Comme le montrent les statistiques, dans 80% des cas, pendant la Grande Guerre patriotique, les initiateurs des combats au corps à corps étaient des combattants russes. Et c'était leur force. Cette agressivité au contact, cette capacité à imposer le combat rapproché à un ennemi qui le redoutait, constituait un avantage stratégique majeur qui contribua décisivement à l'une des plus grandes défaites de l'histoire allemande.
"Celui qui n'a pas combattu les Russes au corps à corps n'a jamais vu la guerre." Cette phrase, attribuée à des soldats allemands ayant survécu au front de l'Est, résume parfaitement la terreur que le combat rapproché avec les Russes inspirait aux troupes de la Wehrmacht.
Questions fréquentes
Pourquoi les soldats russes excellaient-ils au combat au corps à corps ?
La tradition du combat à mains nues en Russie existait depuis des siècles, avec les combats de poings et les combats "mur à mur". Avant la guerre, l'Armée rouge avait réformé l'entraînement en intégrant tir, lancer de grenades et combat à la baïonnette en un seul cours.
Quelle arme improvisée utilisaient les soldats russes ?
Les soldats de l'Armée rouge, souvent anciens fermiers et bâtisseurs, étaient particulièrement doués pour utiliser leurs haches de charpentier. Un bon coup pouvait couper un membre ou ouvrir le crâne d'un adversaire.
Comment se déroulait un assaut au corps à corps russe ?
À 40-50 mètres, l'infanterie arrêtait de tirer pour atteindre les tranchées en un seul coup décisif. À 20-25 mètres, des grenades étaient lancées à la course. Puis les soldats frappaient à bout portant et utilisaient la baïonnette.
Quel rôle a joué le combat au corps à corps à Stalingrad ?
À Stalingrad, le combat au corps à corps était quotidien. Les soldats combattaient d'un étage à l'autre avec mortiers, grenades, mitrailleuses et baïonnettes. Les Russes initiaient 80% des combats au corps à corps.
Qui était Victor Leonov ?
Victor Leonov était le commandant du 181e détachement spécial de reconnaissance de la flotte du Nord, deux fois héros de l'Union soviétique. Il rapporte que le sourire et le gilet rayé étaient devenus des armes psychologiques contre l'ennemi.
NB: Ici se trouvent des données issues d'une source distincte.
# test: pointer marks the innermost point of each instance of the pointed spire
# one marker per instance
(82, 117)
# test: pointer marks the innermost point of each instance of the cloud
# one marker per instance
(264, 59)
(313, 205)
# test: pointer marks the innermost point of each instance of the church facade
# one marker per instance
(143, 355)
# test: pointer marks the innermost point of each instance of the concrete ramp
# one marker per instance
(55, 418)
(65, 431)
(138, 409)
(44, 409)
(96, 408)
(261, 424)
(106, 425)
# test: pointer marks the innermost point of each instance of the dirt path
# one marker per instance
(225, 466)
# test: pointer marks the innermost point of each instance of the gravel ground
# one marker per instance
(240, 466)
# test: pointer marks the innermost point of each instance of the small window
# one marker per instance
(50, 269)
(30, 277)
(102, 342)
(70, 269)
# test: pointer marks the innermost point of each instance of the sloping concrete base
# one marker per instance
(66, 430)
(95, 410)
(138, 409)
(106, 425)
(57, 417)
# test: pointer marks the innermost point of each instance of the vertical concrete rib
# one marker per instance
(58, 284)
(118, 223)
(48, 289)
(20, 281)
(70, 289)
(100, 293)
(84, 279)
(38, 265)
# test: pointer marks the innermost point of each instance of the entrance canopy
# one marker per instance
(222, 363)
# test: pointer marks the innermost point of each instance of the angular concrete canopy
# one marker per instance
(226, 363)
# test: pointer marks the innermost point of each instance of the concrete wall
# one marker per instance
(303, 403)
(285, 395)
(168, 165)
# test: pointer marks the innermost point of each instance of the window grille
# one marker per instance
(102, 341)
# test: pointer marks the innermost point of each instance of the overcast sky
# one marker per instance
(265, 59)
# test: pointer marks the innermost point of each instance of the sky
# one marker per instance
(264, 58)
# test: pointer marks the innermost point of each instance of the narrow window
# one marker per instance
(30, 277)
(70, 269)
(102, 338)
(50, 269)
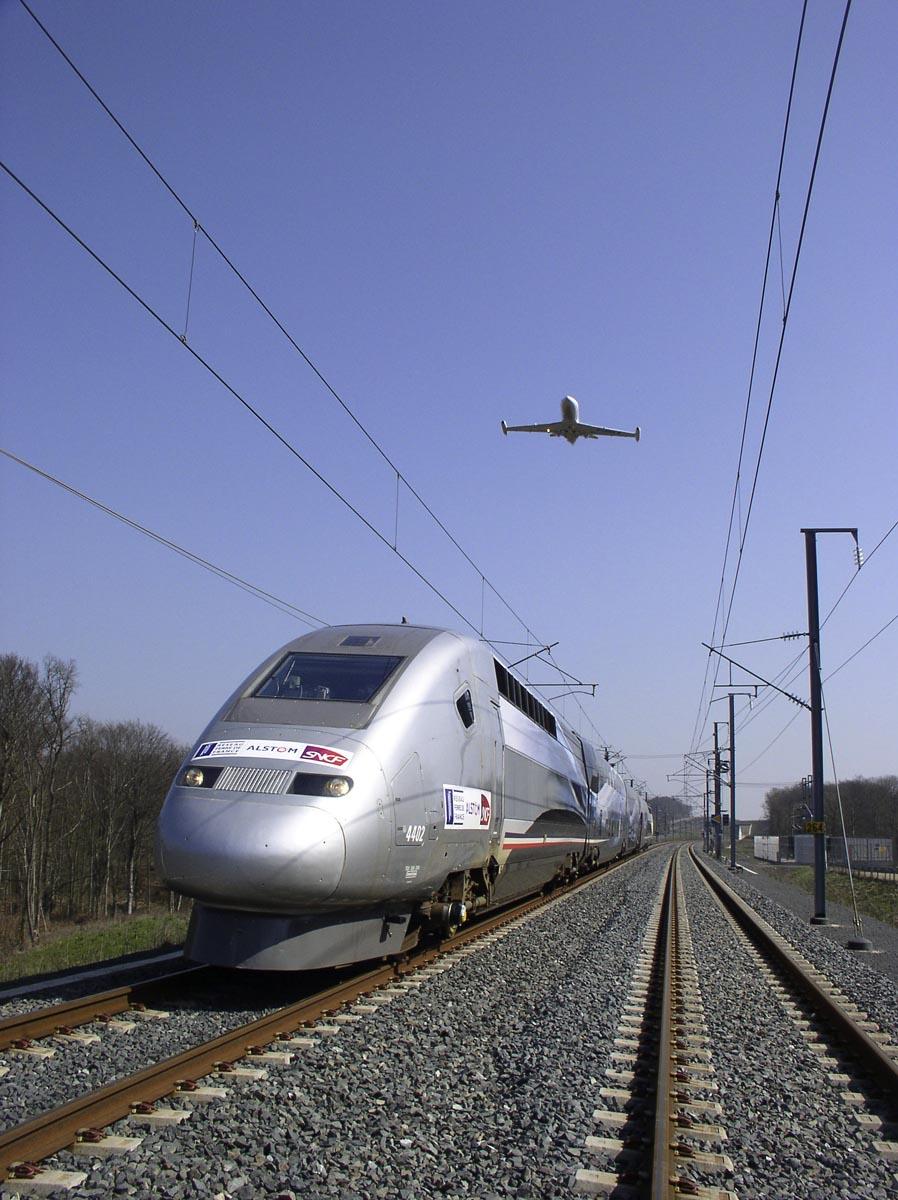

Quelle était la réforme de l'entraînement au combat de l'Armée rouge ?
Après les leçons de la guerre de Finlande (1939-1940), l'Armée rouge a intégré le tir, le lancer de grenades et le combat à la baïonnette en un seul et même cours d'entraînement. Cette approche unifiée permettait aux soldats de passer fluidement du combat à distance à l'engagement rapproché.
Pourquoi les soldats soviétiques utilisaient-ils la hache comme arme ?
Les soldats de l'Armée rouge étaient souvent d'anciens fermiers et bâtisseurs, maîtrisant parfaitement le maniement de la hache de charpentier. Un bon coup de hache pouvait couper un membre ou ouvrir le crâne d'un adversaire, ce qui en faisait une arme improvisée d'une efficacité dévastatrice au corps à corps.